Hubo una vez una estrella de mar muy hermosa, que despertaba gran admiración en el océano. Su forma perfecta, el rojo intenso de su cuerpo y su apariencia única, hacía que muchos peces, moluscos y corales, la observaran llenos de embeleso.
—Es la estrella de mar más bonita que hay en todas las aguas —decían entre ellos.
Y realmente era cierto, pues nada se podía comparar a aquella criatura tan linda. Sin embargo, para ella eso no era suficiente. Aunque se sabía bonita, por dentro sentía un vacío muy grande, que le hacía envidiar a las estrellas que habitaban en el cielo.
Todas las noches, mientras los demás animales marinos dormían, la pequeña estrella subia hasta la superficie para contemplar, en silencio, aquellos puntos resplandecientes en el firmamento.
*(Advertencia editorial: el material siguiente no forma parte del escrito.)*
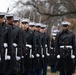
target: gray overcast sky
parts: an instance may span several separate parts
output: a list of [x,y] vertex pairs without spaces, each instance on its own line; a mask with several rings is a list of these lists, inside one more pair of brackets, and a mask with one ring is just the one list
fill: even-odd
[[0,12],[7,12],[7,8],[11,8],[14,4],[14,1],[17,0],[0,0]]
[[[18,0],[0,0],[0,12],[7,12],[7,8],[13,6],[14,1]],[[28,0],[23,0],[23,1],[28,1]]]
[[0,12],[7,12],[7,8],[12,0],[0,0]]

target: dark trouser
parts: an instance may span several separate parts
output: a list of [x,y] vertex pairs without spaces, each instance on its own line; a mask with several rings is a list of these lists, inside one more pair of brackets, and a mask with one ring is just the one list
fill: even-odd
[[60,75],[72,75],[71,72],[60,72]]
[[42,75],[47,75],[47,65],[46,64],[43,67],[43,74]]
[[55,72],[56,72],[56,68],[55,68],[54,65],[51,66],[51,72],[52,72],[52,73],[55,73]]
[[41,72],[42,72],[41,69],[34,68],[31,75],[42,75]]

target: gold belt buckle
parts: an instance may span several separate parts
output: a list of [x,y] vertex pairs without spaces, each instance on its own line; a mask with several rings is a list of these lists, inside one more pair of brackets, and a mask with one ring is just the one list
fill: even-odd
[[66,45],[64,45],[64,48],[66,48]]

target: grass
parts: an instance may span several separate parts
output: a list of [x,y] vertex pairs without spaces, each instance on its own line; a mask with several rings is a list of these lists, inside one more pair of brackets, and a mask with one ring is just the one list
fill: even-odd
[[[50,67],[48,67],[47,75],[59,75],[59,72],[57,71],[56,73],[51,73]],[[73,75],[76,75],[76,72]]]

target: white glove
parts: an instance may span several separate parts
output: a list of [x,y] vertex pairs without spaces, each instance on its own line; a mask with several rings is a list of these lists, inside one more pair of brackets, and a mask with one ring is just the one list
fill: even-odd
[[50,56],[50,54],[49,54],[49,53],[47,53],[46,55],[47,55],[47,56]]
[[24,58],[24,56],[21,56],[21,58]]
[[20,60],[20,59],[21,59],[20,57],[16,56],[16,60]]
[[31,55],[31,58],[34,58],[34,55]]
[[44,58],[44,55],[42,55],[42,58]]
[[40,55],[39,54],[36,54],[36,57],[40,57]]
[[75,55],[71,55],[71,58],[74,59],[75,58]]
[[7,57],[5,57],[5,60],[10,60],[11,57],[8,55]]
[[1,58],[0,58],[0,61],[1,61]]
[[57,58],[60,59],[60,55],[57,55]]

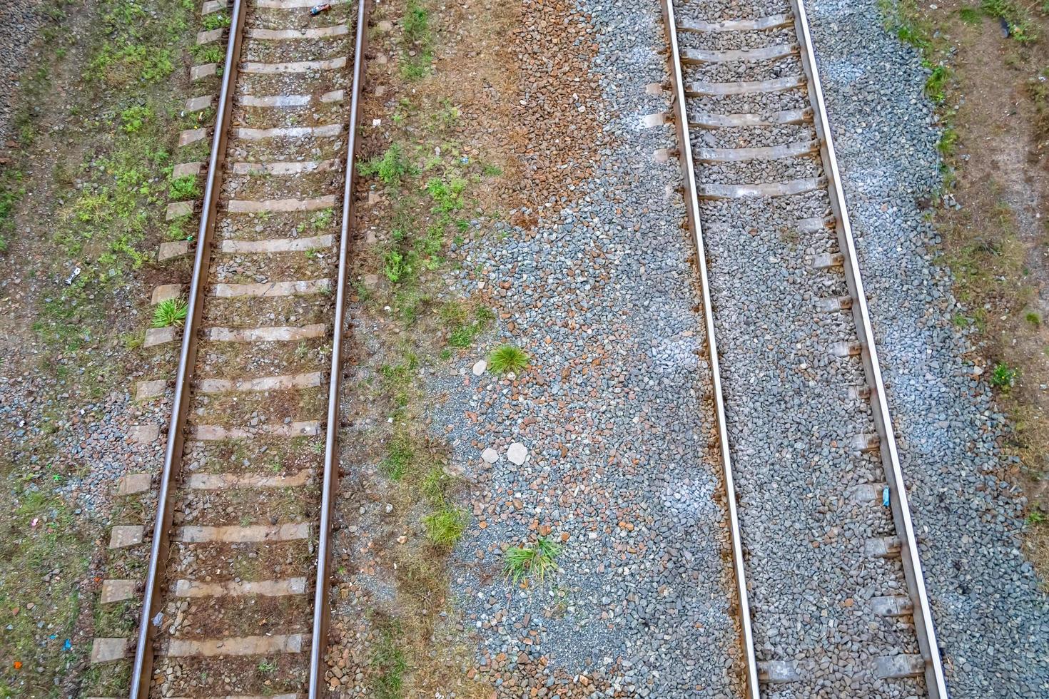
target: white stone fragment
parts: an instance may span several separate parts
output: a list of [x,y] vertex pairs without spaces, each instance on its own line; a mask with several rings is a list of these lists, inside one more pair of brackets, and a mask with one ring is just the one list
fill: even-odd
[[510,445],[510,449],[507,450],[507,458],[510,459],[511,463],[515,463],[519,466],[524,463],[526,459],[528,459],[528,450],[524,447],[524,444],[514,442]]

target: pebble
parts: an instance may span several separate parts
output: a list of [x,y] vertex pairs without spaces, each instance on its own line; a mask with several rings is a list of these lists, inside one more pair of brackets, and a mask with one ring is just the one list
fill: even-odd
[[514,442],[507,450],[507,458],[510,459],[510,463],[519,466],[528,459],[528,449],[520,442]]

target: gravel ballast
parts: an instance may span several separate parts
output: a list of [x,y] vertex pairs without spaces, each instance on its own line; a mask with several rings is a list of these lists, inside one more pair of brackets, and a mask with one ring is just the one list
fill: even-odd
[[1049,694],[1049,615],[1021,552],[1004,418],[963,361],[965,312],[916,200],[940,184],[926,71],[873,0],[810,7],[831,129],[882,352],[933,615],[954,697]]
[[6,0],[0,6],[0,136],[10,129],[14,101],[26,67],[26,51],[41,25],[40,0]]
[[[453,587],[499,696],[734,696],[741,662],[692,248],[670,191],[678,171],[652,157],[673,133],[640,127],[667,108],[645,93],[666,75],[660,9],[580,7],[613,106],[578,108],[603,124],[596,173],[555,207],[523,212],[541,217],[534,234],[508,228],[504,242],[466,250],[464,268],[483,265],[495,289],[501,336],[491,346],[518,345],[532,364],[512,380],[475,377],[472,355],[455,371],[447,421],[464,410],[475,421],[449,438],[473,482],[475,523],[459,546],[473,570]],[[515,587],[501,548],[537,534],[561,545],[560,570]]]

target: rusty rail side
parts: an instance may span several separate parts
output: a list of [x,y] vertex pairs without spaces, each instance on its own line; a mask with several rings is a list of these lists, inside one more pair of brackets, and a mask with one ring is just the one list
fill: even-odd
[[703,320],[707,333],[707,355],[710,361],[714,422],[718,428],[719,452],[721,453],[722,477],[725,481],[725,507],[728,511],[729,540],[732,547],[732,568],[735,573],[736,612],[740,620],[740,646],[744,657],[744,691],[748,699],[759,699],[757,659],[754,654],[754,632],[750,619],[750,602],[747,597],[747,577],[743,561],[743,544],[740,536],[740,515],[735,495],[735,480],[732,476],[732,455],[729,451],[728,430],[725,419],[725,398],[722,393],[721,366],[718,354],[718,338],[714,331],[714,314],[710,304],[710,284],[707,275],[706,245],[703,240],[703,225],[700,221],[699,195],[695,188],[695,168],[692,162],[691,137],[688,131],[688,116],[685,113],[685,89],[681,73],[681,52],[678,46],[678,24],[675,19],[673,0],[661,0],[663,5],[663,26],[666,30],[669,54],[667,62],[670,73],[673,123],[678,130],[678,161],[684,177],[685,209],[688,213],[688,227],[695,246],[695,266],[700,274],[700,294],[703,297]]
[[226,47],[226,63],[222,68],[222,87],[218,95],[218,111],[215,115],[215,133],[211,141],[211,156],[208,159],[208,177],[200,212],[200,227],[197,231],[197,247],[193,261],[193,277],[190,281],[186,328],[183,332],[181,352],[178,355],[178,371],[175,374],[174,402],[171,408],[171,421],[168,424],[168,443],[164,453],[164,469],[160,472],[156,518],[153,522],[153,541],[149,553],[149,570],[146,572],[142,618],[138,621],[138,638],[135,642],[134,664],[131,669],[130,699],[148,699],[153,679],[153,636],[159,624],[154,625],[151,619],[160,613],[163,597],[160,590],[167,583],[163,566],[168,559],[169,532],[173,515],[169,492],[171,484],[178,480],[183,465],[183,429],[189,411],[189,390],[193,383],[193,372],[196,369],[197,330],[200,325],[208,270],[211,266],[215,214],[218,211],[218,193],[222,183],[222,169],[226,161],[226,141],[233,112],[233,87],[236,85],[237,64],[240,62],[240,43],[244,28],[244,0],[233,0],[232,4],[233,15],[230,21],[230,38]]
[[921,649],[922,657],[925,660],[926,689],[930,699],[947,699],[943,663],[936,640],[936,629],[933,626],[928,593],[925,590],[925,576],[918,558],[918,542],[915,538],[914,524],[911,521],[906,484],[903,481],[903,471],[900,467],[896,436],[893,433],[893,421],[889,412],[889,401],[885,398],[885,385],[881,377],[881,364],[878,359],[878,349],[875,346],[874,328],[871,325],[871,313],[866,305],[866,292],[863,289],[863,280],[860,278],[856,243],[853,238],[852,224],[849,221],[844,192],[841,189],[838,161],[834,154],[834,141],[831,137],[827,108],[823,103],[823,89],[819,82],[819,72],[816,70],[816,57],[812,49],[812,37],[809,32],[809,18],[805,10],[804,0],[791,0],[791,5],[794,9],[797,38],[801,43],[801,63],[809,80],[809,100],[816,115],[816,134],[820,141],[819,150],[823,161],[823,172],[828,178],[831,210],[836,219],[838,247],[844,256],[842,266],[845,272],[845,283],[854,300],[853,320],[856,323],[856,333],[859,335],[862,346],[863,370],[868,387],[871,390],[871,412],[878,430],[881,463],[889,483],[893,522],[896,525],[896,534],[903,544],[901,547],[903,574],[907,583],[907,592],[914,603],[915,632],[918,636],[918,646]]
[[346,145],[346,181],[342,193],[342,231],[339,239],[339,285],[336,289],[335,326],[331,341],[331,375],[328,380],[327,427],[324,435],[324,482],[321,489],[321,517],[317,545],[317,582],[314,589],[314,626],[309,646],[309,699],[320,699],[324,692],[324,651],[327,649],[329,585],[331,568],[331,507],[339,488],[340,391],[342,388],[342,335],[346,323],[346,277],[354,221],[354,180],[356,178],[357,122],[360,116],[361,87],[364,82],[364,51],[367,48],[368,0],[360,0],[357,10],[357,37],[354,49],[352,94],[349,106],[349,133]]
Eran como pequeños diamentes incrustados en la bóveda celestial, que la dejaban atónita y triste con su belleza.
—¿Por qué yo no puedo vivir arriba como ellas? —se preguntaba.
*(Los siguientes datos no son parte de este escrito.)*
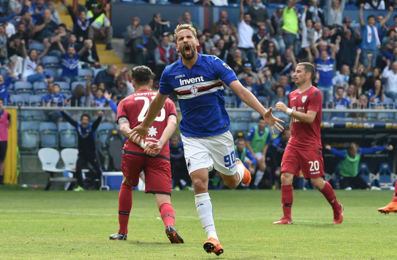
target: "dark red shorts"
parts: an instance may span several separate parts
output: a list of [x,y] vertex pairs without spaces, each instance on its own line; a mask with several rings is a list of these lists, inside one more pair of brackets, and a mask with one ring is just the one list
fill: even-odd
[[145,174],[145,193],[171,195],[171,168],[165,158],[123,154],[123,174],[133,186],[138,185],[139,175]]
[[287,146],[281,162],[281,172],[288,172],[299,177],[301,170],[306,179],[324,176],[324,160],[322,150],[303,150]]

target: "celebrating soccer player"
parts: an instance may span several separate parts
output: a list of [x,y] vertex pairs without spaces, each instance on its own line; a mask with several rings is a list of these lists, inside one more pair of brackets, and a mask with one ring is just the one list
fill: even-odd
[[[147,139],[152,142],[146,147],[134,143],[130,127],[143,121],[156,92],[153,85],[153,72],[146,66],[136,67],[130,72],[135,93],[122,100],[117,110],[117,122],[120,131],[128,139],[123,149],[121,169],[123,182],[119,193],[118,232],[110,239],[126,240],[129,213],[132,207],[132,189],[139,183],[139,175],[145,174],[145,193],[153,193],[171,243],[183,243],[174,227],[175,213],[171,204],[171,170],[168,140],[176,128],[175,105],[169,98],[164,100],[158,116],[151,124]],[[164,104],[163,104],[164,105]],[[144,148],[145,147],[145,148]],[[144,150],[144,149],[145,150]]]
[[276,105],[277,109],[291,118],[291,137],[281,166],[281,203],[284,216],[275,224],[292,223],[292,180],[294,175],[299,177],[300,170],[304,178],[310,178],[331,204],[333,223],[339,224],[343,220],[343,206],[336,199],[332,186],[323,179],[324,161],[320,135],[322,98],[321,91],[312,85],[314,75],[314,67],[311,64],[298,64],[293,78],[299,88],[289,94],[288,107],[281,102]]
[[139,141],[145,140],[149,127],[175,92],[182,119],[179,125],[185,159],[194,186],[196,207],[208,239],[204,249],[219,255],[224,252],[216,235],[212,204],[208,193],[208,169],[220,172],[226,185],[234,189],[242,182],[249,184],[251,175],[236,159],[234,143],[229,131],[230,120],[225,108],[222,81],[243,102],[263,116],[265,121],[279,131],[283,121],[275,118],[272,108],[266,110],[254,95],[244,87],[230,67],[216,56],[197,53],[198,40],[190,24],[179,24],[175,31],[175,48],[181,58],[163,72],[160,89],[150,103],[143,121],[132,130]]

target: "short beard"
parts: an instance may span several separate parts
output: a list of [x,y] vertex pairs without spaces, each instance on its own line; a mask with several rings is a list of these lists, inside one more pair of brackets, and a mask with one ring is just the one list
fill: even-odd
[[191,48],[191,49],[192,50],[192,53],[188,56],[185,55],[184,53],[181,52],[181,54],[182,55],[182,56],[183,57],[183,58],[185,59],[185,60],[191,60],[193,59],[193,58],[195,56],[195,54],[196,54],[196,49],[192,49]]

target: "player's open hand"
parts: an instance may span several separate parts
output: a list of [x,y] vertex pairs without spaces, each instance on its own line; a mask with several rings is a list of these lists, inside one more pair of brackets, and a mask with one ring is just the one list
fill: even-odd
[[281,126],[279,123],[284,123],[285,122],[281,119],[275,117],[272,114],[272,111],[273,108],[269,108],[269,110],[265,112],[263,115],[263,119],[265,119],[266,123],[270,126],[272,133],[274,135],[274,130],[273,129],[273,126],[280,132],[282,132],[283,130],[284,130],[284,127]]
[[146,135],[149,131],[149,127],[145,127],[141,125],[134,127],[131,131],[127,133],[129,136],[129,139],[135,143],[140,143],[141,140],[143,140],[145,143],[146,141]]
Cuanto le habría gustado tener una casa en el cielo, para observar como ella el vasto mundo desde muy lejos y no conformarse con la inmensidad de océano.
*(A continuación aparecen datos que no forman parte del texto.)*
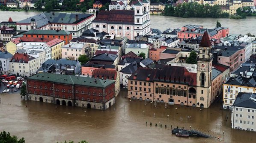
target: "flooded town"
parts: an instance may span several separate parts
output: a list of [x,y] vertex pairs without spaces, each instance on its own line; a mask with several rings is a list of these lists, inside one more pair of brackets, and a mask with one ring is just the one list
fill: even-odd
[[256,2],[209,2],[0,0],[0,140],[256,142]]

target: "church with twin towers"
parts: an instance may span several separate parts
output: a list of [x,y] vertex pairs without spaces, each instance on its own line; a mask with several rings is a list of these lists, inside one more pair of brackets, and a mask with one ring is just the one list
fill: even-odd
[[130,40],[145,35],[150,31],[150,4],[149,0],[141,0],[133,10],[101,11],[92,21],[92,28]]

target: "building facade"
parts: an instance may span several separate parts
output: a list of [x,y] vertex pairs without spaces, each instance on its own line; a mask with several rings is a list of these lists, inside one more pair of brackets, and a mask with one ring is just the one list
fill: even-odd
[[27,78],[27,99],[106,110],[115,103],[114,82],[48,73]]
[[150,31],[149,5],[149,1],[143,0],[134,5],[134,10],[101,11],[92,21],[92,28],[130,40],[145,35]]

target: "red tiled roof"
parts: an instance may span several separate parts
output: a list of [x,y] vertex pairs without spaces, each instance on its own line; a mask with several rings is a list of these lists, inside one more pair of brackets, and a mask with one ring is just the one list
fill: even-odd
[[104,69],[95,69],[92,71],[92,76],[94,78],[98,78],[106,80],[108,78],[110,80],[116,80],[117,72],[116,70],[109,70]]
[[12,40],[15,44],[18,44],[21,42],[48,42],[55,38],[44,38],[39,37],[20,37],[15,38]]
[[136,54],[134,53],[133,52],[130,51],[128,53],[125,54],[122,57],[122,59],[124,59],[126,57],[140,57],[138,56]]
[[11,17],[9,17],[9,20],[8,20],[8,22],[13,22],[13,21],[12,21],[12,18]]
[[107,53],[110,54],[117,54],[117,51],[100,51],[100,50],[97,50],[96,52],[94,53],[94,55],[97,55],[98,54],[104,54],[104,53]]
[[12,62],[19,62],[20,61],[21,63],[27,63],[28,61],[34,59],[35,59],[35,57],[25,53],[15,53],[12,57],[11,61]]
[[227,69],[229,68],[229,66],[223,65],[223,64],[221,64],[220,63],[213,63],[212,66],[214,67],[217,70],[221,72],[223,72],[224,71],[226,71]]
[[200,44],[199,44],[199,46],[204,47],[209,47],[211,46],[211,43],[210,39],[209,39],[209,36],[208,35],[208,33],[207,33],[207,31],[205,30],[205,31],[203,35],[202,35],[202,38],[201,42],[200,42]]
[[100,11],[92,22],[134,24],[134,11],[125,10],[102,11]]
[[64,41],[64,40],[58,39],[55,38],[53,40],[51,40],[48,42],[47,42],[46,44],[47,44],[50,47],[52,47],[53,46],[58,44],[58,43]]

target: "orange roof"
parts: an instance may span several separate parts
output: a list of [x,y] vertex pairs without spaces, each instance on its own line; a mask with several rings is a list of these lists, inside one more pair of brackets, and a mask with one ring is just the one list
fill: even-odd
[[94,78],[103,78],[104,80],[116,80],[117,72],[115,70],[104,69],[95,69],[92,71],[92,76]]
[[56,45],[57,44],[59,44],[59,43],[64,41],[64,40],[58,39],[55,38],[53,40],[51,40],[46,43],[46,44],[49,46],[50,47],[52,47],[53,46]]

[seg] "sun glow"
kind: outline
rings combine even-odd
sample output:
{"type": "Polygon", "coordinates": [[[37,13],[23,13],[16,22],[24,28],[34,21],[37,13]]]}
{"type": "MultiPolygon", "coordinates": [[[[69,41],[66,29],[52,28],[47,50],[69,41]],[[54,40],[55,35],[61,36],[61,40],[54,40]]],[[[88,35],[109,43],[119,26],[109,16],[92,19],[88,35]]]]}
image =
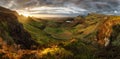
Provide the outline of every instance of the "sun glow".
{"type": "Polygon", "coordinates": [[[19,13],[19,15],[23,15],[25,17],[31,16],[31,14],[29,12],[27,12],[27,11],[17,10],[17,12],[19,13]]]}

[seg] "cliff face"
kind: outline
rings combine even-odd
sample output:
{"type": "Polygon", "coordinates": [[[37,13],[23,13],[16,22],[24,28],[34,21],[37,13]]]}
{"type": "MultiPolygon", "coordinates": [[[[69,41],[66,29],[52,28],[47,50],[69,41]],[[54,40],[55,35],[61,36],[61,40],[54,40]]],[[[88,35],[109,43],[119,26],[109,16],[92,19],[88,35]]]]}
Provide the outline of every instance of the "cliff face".
{"type": "Polygon", "coordinates": [[[18,44],[21,48],[30,49],[37,43],[32,40],[31,35],[24,30],[18,22],[16,12],[0,7],[0,36],[8,44],[18,44]]]}

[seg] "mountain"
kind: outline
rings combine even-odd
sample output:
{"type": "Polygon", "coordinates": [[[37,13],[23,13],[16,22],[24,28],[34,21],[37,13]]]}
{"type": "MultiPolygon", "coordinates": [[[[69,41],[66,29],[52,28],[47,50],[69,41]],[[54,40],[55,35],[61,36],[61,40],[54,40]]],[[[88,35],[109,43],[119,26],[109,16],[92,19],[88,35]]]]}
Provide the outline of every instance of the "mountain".
{"type": "Polygon", "coordinates": [[[24,30],[16,15],[15,11],[0,7],[0,36],[7,44],[17,44],[21,48],[30,49],[32,45],[37,45],[37,43],[24,30]]]}

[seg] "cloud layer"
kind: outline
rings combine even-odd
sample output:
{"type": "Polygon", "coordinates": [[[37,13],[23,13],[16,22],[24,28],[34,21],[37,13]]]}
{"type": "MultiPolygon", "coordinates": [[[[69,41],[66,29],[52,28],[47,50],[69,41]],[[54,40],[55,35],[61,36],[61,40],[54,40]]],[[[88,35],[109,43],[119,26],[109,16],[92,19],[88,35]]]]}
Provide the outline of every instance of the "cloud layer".
{"type": "Polygon", "coordinates": [[[0,0],[0,5],[31,14],[97,12],[120,15],[120,0],[0,0]]]}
—¿Por qué yo no emito tanta luz como lo hacen ellas? —se decía, llena de celos.
Cierto era que el color de su cuerpo era llamativo y muy bonito, pero la estrella lo que de verdad quería, era poder emitir tantos destellos como hacían sus iguales en el cielo.
—¿Por qué yo no soy una estrella celeste? —se repetía, llena de amargura.
Y en cuanto llegaba la mañana, volvía a descender a las profundidades cada vez más deprimida, ignorando las palabras amables y llenas de admiración de los demás. Todo en lo que podía pensar era en que no era tan bonita ni importante como las estrellas del espacio, lamentándose sin cesar.
Y así, su tristeza crecía día con día, consumiéndole e impidiéndole disfrutar de la vida.
Un día se acercó a ella un pez muy curioso, que había estado observándola por buen tiempo. Se había dado cuenta de su tristeza y no se explicaba como una estrella tan bella podía ser tan infeliz.
—¿Qué es lo que te sucede, mi buena amiga? ¿No ves que todos están preocupados por ti? —le dijo.
—Pasa que no soy como las estrellas del cielo y eso me hace sentir muy mal.
—Ya, y nunca vas a ser como ellas, porque tú eres única —le dijo el pez—. Querer ser como alguien es una perdida de tiempo, ¿no te das cuenta de lo preciosa que eres? Tienes una apariencia única en todo el mar y eso es algo que ninguna estrella del firmamento logrará conseguir. Hay millones de ellas, pero solo una como tú.
La estrella de mar se dio cuenta entonces de que él tenía razón: debía comenzar a aceptarse a si misma tal cual era, pues solo así sería feliz.
A partir de ese momento, dejó de pensar en las estrellas del cielo y se regocijó por ser tan especial. Los demás notaron este cambio y la admiraron todavía más.